The Central Company for the Production of Soft Drinks Ltd. holds exclusive rights to distribute Coca-Cola products in Israel.
The dispute arose when the tax authorities classified part of the payments made by the company to Coca-Cola as royalties for the use of Coca-Cola’s trademarks and intellectual property, making them subject to withholding tax.

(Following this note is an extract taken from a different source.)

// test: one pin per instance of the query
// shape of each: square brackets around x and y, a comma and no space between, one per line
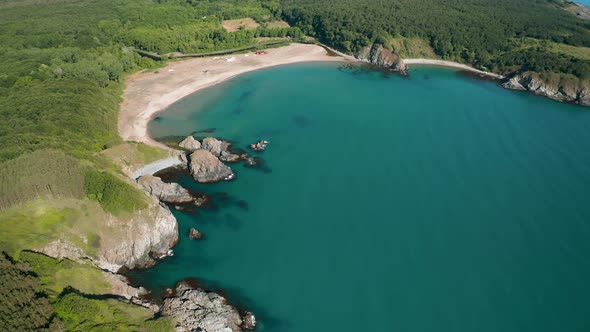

The company appealed to the district court, arguing that no portion of the payments constituted royalties. Instead, they argued that the payments were solely for the concentrates utilized in the production of beverages and that the tax authority had not previously classified them as royalties.
Judgment
The court ruled that the payments involved the use of Coca-Cola’s intellectual property and were therefore correctly classified as royalties by the tax authorities. It dismissed the company’s appeals for the years 2010-2017 and upheld the tax assessments, requiring the company to pay the withholding taxes on the royalty payments.
Excerpts in English
“15. Moreover, even if I assume in favor of the appellant and Coca-Cola that Coca-Cola’s operating method with manufacturers and distributors in various countries, including Israel, is designed to reduce the need to transport large quantities of sugar and water to save on production costs of Coca-Cola beverages, this does not alter the conclusion that producing the final beverage from Coca-Cola concentrates and the additional ingredients required involves the operation of large-scale and significant machinery and workforce.
16. Support for my above conclusion can be found in the legal principle established in Civil Appeal 1960/90 Pesid Tax Assessor Tel Aviv 5 v. Re’ayonot Ltd. (published in Nevo), where the primary test for “manufacturing activity” is met when the taxpayer produces “one tangible item from another tangible item” (ibid., section 6). In our case, it appears that this test is met since the appellant produces various types of Coca-Cola beverages (tangible) from Coca-Cola concentrates and other ingredients (other tangible items). It should be emphasized that there is no doubt that the concentrates purchased by the appellant from Coca-Cola suppliers cannot be sold as Coca-Cola beverages without the production/mixing processes and additional actions carried out by the appellant at its factory, even before the marketing and distribution activities begin.
Additionally, the test regarding the production of a tangible product is narrower than the “economic enhancement” test and the “extent of use of the final product” test, both of which are also intended to determine whether a manufacturing activity is involved. Given the circumstances described above, these tests are certainly met with regard to the appellant’s production of Coca-Cola beverages, both in terms of turning the concentrate into Coca-Cola and in terms of the large volume of Coca-Cola beverages produced and marketed by the appellant.
Furthermore, the appellant itself acknowledges that it sells as a manufacturer according to various tax laws (see section 191 of the summaries), which further strengthens the conclusion that the appellant manufactures Coca-Cola beverages.
17. Considering all of this, I must reject the appellant’s claim that it purchases a finished product from Coca-Cola and conclude that the appellant manufactures Coca-Cola beverages in Israel, where the raw materials required for the production of Coca-Cola beverages are supplied by Coca-Cola or according to its instructions.
18. In light of my conclusion that the appellant manufactures Coca-Cola beverages in Israel and does not purchase a finished product, it necessarily follows that the marketing of the beverages manufactured by the appellant, while using the goodwill and trademarks of Coca-Cola — an economic asset of significant value — requires payment of royalties for the use of these assets. This is customary and standard practice when a brand owner grants a manufacturer and marketer a license to use its trademarks and goodwill for marketing and selling the product produced by the manufacturer.”
…
“43. The appellant’s claim that the assessment for the tax years 2010 and 2015 has expired due to alleged procedural flaws by the assessor during the extension of the assessment period does not justify the cancellation of the assessment for those years. A flaw in an action or decision by the tax assessor does not necessarily invalidate the action or decision. Instead, it requires examining the nature of the flaw and the harm caused to the taxpayer versus the harm to the public interest if the decision is canceled (relative nullification). In this case, even if I were to accept the appellant’s claim that there were flaws in extending the assessment period, this is a procedural matter that did not affect the appellant’s reliance, as it was aware of the respondent’s position that it should be liable for withholding tax on royalties, including the assessment discussion based on the Tax Authority expert’s opinion dated 29.12.2016 (Section 60 of the closing arguments). Considering the unique circumstances and the precedent of charging royalties in the transaction between the appellant and Coca-Cola, as well as the significant harm to the state’s coffers and the violation of the principle of equality among taxpayers, it seems that the balance leans towards not canceling the assessments for the tax years 2011-2010.”